Lawrence Allen

Personal information
- Nationality: British (English)
- Born: 25 April 1921 Sheffield, England
- Died: 16 December 2018 (aged 97) Sheffield, England

Sport
- Sport: Athletics
- Event: race walking
- Club: Sheffield United Harriers

= Lawrence Allen (race walker) =

British racewalker

Lawrence Allen also known as Lol Allen (25 April 1921 – 16 December 2018) was a British racewalker who competed at the 1952 Summer Olympics.

== Biography ==
Allen was born in Sheffield, England and competed at club level for Sheffield United Harriers. In 1948 he won the national junior 10-mile title.

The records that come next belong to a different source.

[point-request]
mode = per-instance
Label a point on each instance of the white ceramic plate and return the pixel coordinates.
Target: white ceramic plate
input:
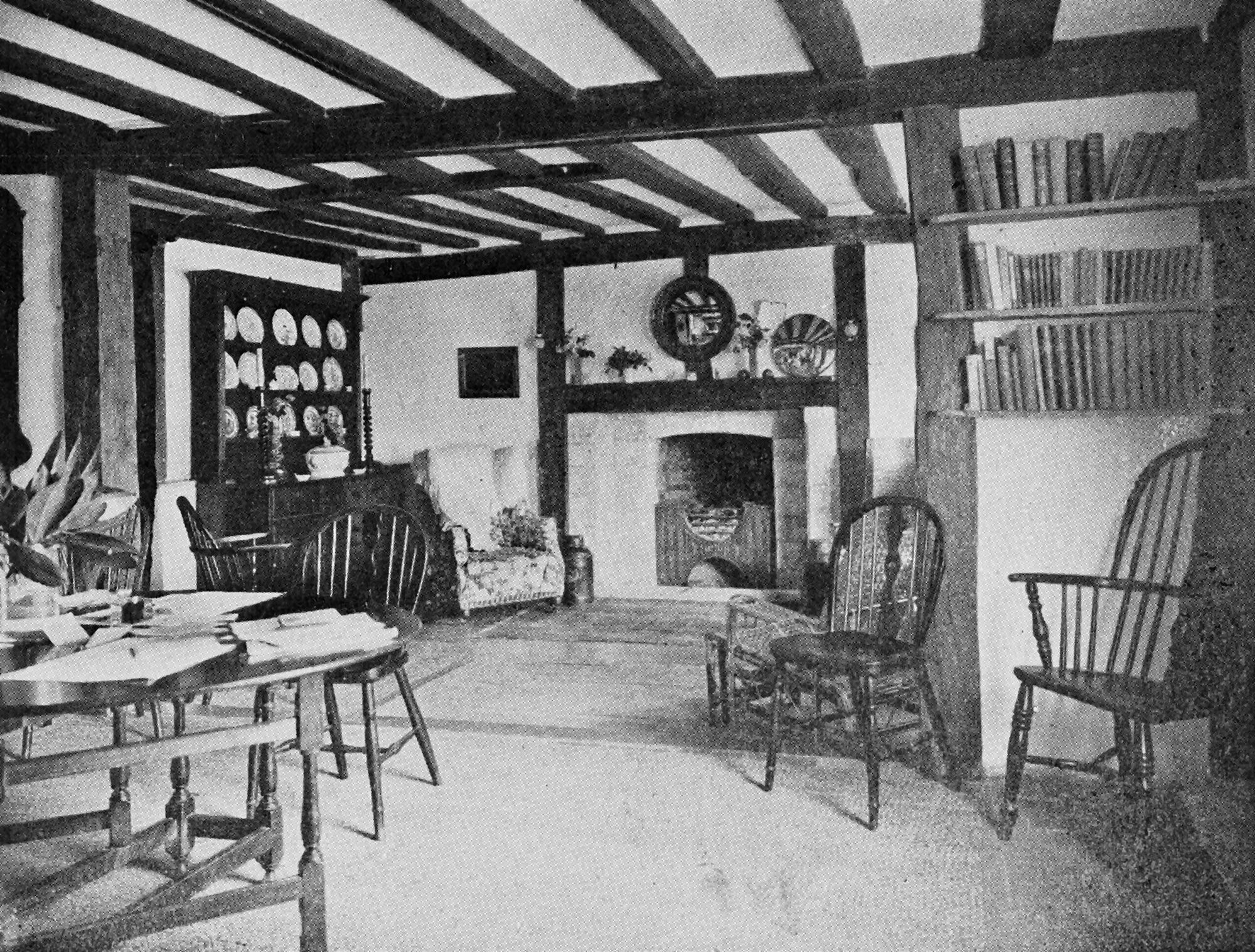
(252, 328)
(336, 336)
(312, 332)
(308, 375)
(284, 326)
(230, 373)
(333, 377)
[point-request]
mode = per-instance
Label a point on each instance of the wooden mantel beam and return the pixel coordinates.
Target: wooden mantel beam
(1160, 61)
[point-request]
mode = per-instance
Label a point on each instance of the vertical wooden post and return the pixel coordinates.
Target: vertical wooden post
(552, 454)
(99, 333)
(946, 445)
(850, 297)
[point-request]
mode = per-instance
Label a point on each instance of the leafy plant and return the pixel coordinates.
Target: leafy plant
(518, 528)
(67, 505)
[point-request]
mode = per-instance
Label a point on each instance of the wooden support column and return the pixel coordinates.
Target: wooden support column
(99, 332)
(850, 297)
(946, 445)
(550, 382)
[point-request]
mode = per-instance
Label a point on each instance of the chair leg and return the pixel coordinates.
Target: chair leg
(420, 725)
(1017, 752)
(337, 727)
(373, 761)
(774, 740)
(865, 703)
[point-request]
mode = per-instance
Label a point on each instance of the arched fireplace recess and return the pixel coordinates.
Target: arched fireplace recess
(715, 518)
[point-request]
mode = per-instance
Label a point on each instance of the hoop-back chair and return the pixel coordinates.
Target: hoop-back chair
(1116, 632)
(865, 656)
(371, 558)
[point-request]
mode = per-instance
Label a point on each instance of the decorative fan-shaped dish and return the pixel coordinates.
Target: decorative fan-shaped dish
(803, 346)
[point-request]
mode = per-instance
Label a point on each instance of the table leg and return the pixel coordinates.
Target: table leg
(309, 736)
(183, 804)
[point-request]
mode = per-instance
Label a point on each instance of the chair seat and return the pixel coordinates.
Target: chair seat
(843, 651)
(1126, 695)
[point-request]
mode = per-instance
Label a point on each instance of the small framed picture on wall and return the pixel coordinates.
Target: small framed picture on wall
(488, 372)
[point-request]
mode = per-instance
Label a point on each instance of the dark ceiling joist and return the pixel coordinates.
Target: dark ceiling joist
(97, 87)
(770, 174)
(1017, 29)
(828, 33)
(638, 166)
(1160, 61)
(462, 29)
(140, 38)
(644, 247)
(323, 51)
(654, 38)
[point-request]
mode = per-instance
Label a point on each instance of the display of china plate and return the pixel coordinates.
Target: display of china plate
(284, 326)
(336, 336)
(252, 328)
(311, 332)
(333, 377)
(248, 367)
(803, 346)
(308, 375)
(230, 373)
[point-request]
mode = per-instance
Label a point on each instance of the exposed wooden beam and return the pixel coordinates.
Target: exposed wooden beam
(140, 38)
(644, 247)
(769, 171)
(654, 38)
(1160, 61)
(95, 86)
(829, 37)
(457, 26)
(1017, 29)
(638, 166)
(862, 152)
(323, 51)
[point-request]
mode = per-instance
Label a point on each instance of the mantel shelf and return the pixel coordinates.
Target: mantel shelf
(688, 396)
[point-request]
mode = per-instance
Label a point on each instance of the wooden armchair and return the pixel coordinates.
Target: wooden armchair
(1116, 632)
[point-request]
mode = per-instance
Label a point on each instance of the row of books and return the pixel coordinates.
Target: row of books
(1010, 174)
(997, 279)
(1140, 363)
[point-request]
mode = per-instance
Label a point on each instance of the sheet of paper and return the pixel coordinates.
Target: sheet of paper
(146, 660)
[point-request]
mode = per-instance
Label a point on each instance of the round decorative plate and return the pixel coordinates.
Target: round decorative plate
(333, 377)
(803, 346)
(336, 336)
(308, 375)
(252, 328)
(313, 421)
(249, 371)
(284, 326)
(312, 332)
(230, 373)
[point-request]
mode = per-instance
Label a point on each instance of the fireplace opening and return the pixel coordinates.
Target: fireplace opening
(716, 511)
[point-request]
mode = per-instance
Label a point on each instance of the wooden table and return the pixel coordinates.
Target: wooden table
(257, 835)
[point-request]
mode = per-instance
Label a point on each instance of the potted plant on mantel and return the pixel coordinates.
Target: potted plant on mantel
(622, 361)
(67, 513)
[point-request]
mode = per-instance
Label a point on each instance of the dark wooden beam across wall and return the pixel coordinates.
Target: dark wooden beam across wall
(643, 247)
(1159, 61)
(552, 451)
(1017, 29)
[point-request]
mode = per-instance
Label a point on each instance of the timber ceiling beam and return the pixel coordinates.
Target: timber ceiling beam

Allen finished third behind Arne Börjesson in the 2 miles walk event and second behind Harry Churcher in the 7 miles walk event at the 1949 AAA Championships. From 1950 until 1952 he finished runner-up in three consecutive AAA Championships behind Roland Hardy.

Allen finished second at the 1950 European Athletics Championships but was denied a medal after being disqualified in the 10,000 metres event and was disqualified again while representing the Great Britain team at the 1952 Olympic Games in Helsinki.

A steel forge worker by trade, he died in December 2018 at the age of 97.